POLARS_FMT_TABLE_CELL_ALIGNMENT -> define cell alignment using any of the following options (default = LEFT): LEFT CENTER RIGHT
POLARS_FMT_TABLE_HIDE_COLUMN_NAMES -> Hide column names
POLARS_FMT_TABLE_HIDE_COLUMN_DATA_TYPES -> Hide data types for columns
POLARS_FMT_TABLE_HIDE_COLUMN_SEPARATOR -> Hide separator that separates column names from rows
POLARS_FMT_TABLE_CHANGE_COLUMN_DATA_TYPE_POSITION_FORMAT" -> changes the position and format of data, putting it directly below column name
POLARS_FMT_MAX_COLS -> maximum number of columns shown when formatting DataFrames.
POLARS_FMT_MAX_ROWS -> maximum number of rows shown when formatting DataFrames.
POLARS_FMT_STR_LEN -> maximum number of characters printed per string value.
POLARS_TABLE_WIDTH -> width of the tables used during DataFrame formatting.
POLARS_MAX_THREADS -> maximum number of threads used to initialize thread pool (on startup).
POLARS_VERBOSE -> print logging info to stderr
POLARS_NO_PARTITION -> Polars may choose to partition the groupby operation, based on data cardinality. Setting this env var will turn partitioned groupby’s off
POLARS_PARTITION_SAMPLE_FRAC -> how large chunk of the dataset to sample to determine cardinality, defaults to 0.001
POLARS_PARTITION_UNIQUE_COUNT -> at which (estimated) key count a partitioned groupby should run. defaults to 1000, any higher cardinality will run default groupby.
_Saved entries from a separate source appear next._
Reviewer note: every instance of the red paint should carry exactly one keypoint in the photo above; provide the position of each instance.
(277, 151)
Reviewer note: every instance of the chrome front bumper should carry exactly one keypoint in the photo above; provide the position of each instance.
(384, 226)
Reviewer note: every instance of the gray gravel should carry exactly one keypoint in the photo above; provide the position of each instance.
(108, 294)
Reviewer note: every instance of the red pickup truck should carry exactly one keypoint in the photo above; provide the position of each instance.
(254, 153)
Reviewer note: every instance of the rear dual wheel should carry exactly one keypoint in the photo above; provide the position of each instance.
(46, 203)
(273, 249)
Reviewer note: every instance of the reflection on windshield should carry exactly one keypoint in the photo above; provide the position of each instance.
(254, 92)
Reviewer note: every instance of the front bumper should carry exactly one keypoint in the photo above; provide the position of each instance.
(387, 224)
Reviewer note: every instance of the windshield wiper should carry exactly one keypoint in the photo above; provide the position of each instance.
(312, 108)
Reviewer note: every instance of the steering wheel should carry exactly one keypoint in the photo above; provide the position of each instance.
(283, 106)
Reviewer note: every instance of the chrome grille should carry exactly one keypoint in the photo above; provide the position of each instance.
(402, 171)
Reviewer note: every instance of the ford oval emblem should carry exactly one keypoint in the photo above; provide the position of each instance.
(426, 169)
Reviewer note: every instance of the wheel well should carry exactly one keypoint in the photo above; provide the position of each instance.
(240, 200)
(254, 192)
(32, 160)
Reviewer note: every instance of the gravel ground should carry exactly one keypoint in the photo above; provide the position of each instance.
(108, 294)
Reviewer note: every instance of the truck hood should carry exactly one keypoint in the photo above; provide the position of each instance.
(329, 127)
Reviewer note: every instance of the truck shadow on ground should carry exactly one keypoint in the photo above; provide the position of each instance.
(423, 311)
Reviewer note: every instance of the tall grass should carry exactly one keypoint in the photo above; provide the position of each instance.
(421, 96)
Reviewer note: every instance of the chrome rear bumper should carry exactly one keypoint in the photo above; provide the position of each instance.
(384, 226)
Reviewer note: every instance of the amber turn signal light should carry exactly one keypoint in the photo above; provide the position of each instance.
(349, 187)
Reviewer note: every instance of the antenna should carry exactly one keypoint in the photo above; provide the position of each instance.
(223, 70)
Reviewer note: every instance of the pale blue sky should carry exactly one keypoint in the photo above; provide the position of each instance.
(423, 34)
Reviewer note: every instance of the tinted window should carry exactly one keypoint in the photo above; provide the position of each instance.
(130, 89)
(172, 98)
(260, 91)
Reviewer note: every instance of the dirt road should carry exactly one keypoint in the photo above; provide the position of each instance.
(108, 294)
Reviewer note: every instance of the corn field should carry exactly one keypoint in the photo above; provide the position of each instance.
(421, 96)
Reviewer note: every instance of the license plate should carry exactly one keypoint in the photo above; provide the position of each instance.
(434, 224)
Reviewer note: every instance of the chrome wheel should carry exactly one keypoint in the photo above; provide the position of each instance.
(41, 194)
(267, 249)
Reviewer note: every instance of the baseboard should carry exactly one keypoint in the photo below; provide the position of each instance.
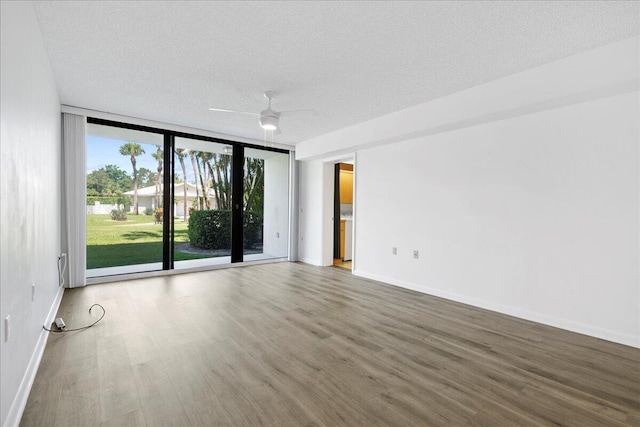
(20, 402)
(581, 328)
(315, 262)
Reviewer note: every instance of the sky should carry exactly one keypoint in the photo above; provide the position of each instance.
(104, 151)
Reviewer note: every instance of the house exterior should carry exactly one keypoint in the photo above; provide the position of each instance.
(147, 198)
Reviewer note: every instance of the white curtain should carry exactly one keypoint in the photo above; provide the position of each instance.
(73, 135)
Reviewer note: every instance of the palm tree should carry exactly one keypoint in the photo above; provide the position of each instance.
(192, 156)
(181, 155)
(159, 156)
(133, 149)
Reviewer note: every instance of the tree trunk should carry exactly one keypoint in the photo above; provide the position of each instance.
(193, 166)
(185, 216)
(205, 190)
(135, 185)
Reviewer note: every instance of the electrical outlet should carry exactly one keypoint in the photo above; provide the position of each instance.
(7, 327)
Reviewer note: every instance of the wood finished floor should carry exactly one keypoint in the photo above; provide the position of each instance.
(289, 344)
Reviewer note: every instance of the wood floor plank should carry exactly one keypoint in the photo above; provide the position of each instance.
(290, 344)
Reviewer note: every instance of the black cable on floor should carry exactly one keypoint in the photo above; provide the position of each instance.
(79, 329)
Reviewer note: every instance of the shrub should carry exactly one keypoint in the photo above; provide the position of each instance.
(252, 229)
(210, 229)
(118, 215)
(159, 213)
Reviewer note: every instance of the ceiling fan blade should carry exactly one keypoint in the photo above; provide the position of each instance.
(298, 113)
(233, 111)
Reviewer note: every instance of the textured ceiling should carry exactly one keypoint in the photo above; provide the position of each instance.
(350, 61)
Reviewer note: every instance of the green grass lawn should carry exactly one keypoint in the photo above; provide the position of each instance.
(135, 241)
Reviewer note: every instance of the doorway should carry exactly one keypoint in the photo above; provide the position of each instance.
(343, 215)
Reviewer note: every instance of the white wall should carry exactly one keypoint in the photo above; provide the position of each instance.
(535, 216)
(276, 205)
(30, 197)
(521, 195)
(310, 218)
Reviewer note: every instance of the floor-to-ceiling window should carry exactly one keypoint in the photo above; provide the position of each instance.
(158, 199)
(202, 202)
(266, 204)
(124, 196)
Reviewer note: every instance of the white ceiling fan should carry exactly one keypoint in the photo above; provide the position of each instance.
(269, 119)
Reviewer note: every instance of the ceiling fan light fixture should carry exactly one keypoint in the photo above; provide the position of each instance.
(269, 122)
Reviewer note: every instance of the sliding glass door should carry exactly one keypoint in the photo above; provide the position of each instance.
(202, 203)
(266, 204)
(159, 200)
(124, 200)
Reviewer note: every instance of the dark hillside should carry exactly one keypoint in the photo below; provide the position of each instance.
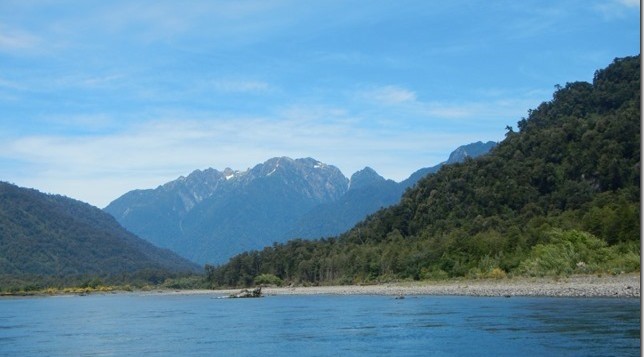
(561, 195)
(57, 238)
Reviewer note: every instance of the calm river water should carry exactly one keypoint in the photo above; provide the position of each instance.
(200, 325)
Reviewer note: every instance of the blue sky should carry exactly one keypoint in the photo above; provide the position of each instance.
(101, 97)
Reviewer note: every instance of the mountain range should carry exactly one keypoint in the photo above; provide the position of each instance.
(45, 235)
(560, 196)
(210, 215)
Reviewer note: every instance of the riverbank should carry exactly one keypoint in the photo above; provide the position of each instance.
(622, 286)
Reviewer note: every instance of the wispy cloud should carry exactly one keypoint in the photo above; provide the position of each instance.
(241, 86)
(389, 95)
(630, 3)
(154, 152)
(16, 41)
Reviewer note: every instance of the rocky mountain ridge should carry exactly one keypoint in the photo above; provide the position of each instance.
(211, 215)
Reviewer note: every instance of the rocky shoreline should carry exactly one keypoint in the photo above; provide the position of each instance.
(620, 286)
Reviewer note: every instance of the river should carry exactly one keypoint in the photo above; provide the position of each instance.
(129, 324)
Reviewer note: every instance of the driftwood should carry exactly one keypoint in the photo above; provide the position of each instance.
(245, 293)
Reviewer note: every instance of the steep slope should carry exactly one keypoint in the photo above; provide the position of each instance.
(210, 215)
(47, 235)
(369, 192)
(560, 196)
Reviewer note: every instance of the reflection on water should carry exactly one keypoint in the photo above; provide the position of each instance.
(132, 324)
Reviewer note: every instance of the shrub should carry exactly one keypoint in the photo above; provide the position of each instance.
(268, 279)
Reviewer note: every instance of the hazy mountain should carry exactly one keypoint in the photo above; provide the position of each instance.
(560, 196)
(368, 192)
(209, 215)
(50, 235)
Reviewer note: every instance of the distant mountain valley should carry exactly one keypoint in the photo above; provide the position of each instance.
(210, 215)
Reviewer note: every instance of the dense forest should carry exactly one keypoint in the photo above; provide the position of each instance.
(561, 195)
(54, 241)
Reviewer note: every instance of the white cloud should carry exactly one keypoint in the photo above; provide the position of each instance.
(389, 95)
(99, 168)
(241, 86)
(630, 3)
(13, 41)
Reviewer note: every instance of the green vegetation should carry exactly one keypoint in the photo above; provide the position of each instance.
(49, 241)
(560, 196)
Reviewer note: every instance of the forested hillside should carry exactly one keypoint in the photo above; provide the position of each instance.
(560, 195)
(50, 240)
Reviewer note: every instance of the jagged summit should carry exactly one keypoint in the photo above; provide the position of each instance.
(210, 215)
(365, 177)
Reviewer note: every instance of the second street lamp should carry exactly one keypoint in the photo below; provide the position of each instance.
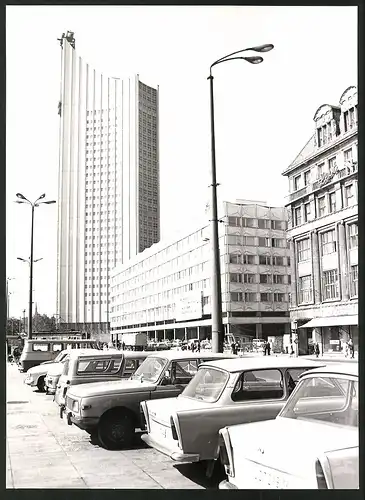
(217, 323)
(23, 199)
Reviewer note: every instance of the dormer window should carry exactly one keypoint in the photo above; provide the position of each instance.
(307, 176)
(297, 182)
(320, 169)
(324, 134)
(332, 165)
(349, 119)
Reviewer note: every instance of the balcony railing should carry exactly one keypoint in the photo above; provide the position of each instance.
(324, 180)
(299, 193)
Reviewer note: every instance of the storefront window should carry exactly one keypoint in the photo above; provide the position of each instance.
(354, 281)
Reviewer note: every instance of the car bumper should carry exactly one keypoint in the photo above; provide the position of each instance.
(226, 485)
(177, 456)
(83, 423)
(30, 382)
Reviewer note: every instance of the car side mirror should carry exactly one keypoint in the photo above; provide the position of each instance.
(167, 378)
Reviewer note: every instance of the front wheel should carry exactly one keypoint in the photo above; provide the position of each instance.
(116, 430)
(41, 384)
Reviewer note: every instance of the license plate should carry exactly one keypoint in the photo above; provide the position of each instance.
(161, 430)
(264, 477)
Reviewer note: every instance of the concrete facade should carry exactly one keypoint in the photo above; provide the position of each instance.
(108, 184)
(323, 229)
(166, 290)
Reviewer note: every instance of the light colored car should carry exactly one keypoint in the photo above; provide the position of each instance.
(224, 392)
(97, 366)
(312, 444)
(112, 409)
(56, 369)
(36, 375)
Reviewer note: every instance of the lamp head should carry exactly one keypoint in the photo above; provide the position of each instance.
(253, 59)
(262, 48)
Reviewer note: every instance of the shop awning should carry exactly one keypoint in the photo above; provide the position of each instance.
(332, 321)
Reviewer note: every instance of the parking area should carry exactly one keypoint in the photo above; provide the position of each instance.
(44, 452)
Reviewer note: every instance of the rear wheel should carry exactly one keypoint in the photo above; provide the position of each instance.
(41, 384)
(116, 430)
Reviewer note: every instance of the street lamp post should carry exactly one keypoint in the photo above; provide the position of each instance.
(23, 199)
(217, 324)
(7, 298)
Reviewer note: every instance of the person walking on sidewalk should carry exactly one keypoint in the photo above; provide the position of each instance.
(351, 348)
(316, 350)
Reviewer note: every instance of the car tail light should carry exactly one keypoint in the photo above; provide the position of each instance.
(173, 429)
(226, 452)
(321, 480)
(145, 420)
(223, 452)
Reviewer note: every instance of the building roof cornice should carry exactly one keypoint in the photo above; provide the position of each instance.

POLARS_FORCE_PARTITION -> Force partitioned groupby if the keys and aggregations allow it.
POLARS_ALLOW_EXTENSION -> allows for [ObjectChunked<T>] to be used in arrow, opening up possibilities like using T in complex lazy expressions. However this does require unsafe code allow this.
POLARS_NO_PARQUET_STATISTICS -> if set, statistics in parquet files are ignored.
POLARS_PANIC_ON_ERR -> panic instead of returning an Error.
POLARS_NO_CHUNKED_JOIN -> Force rechunk before joins.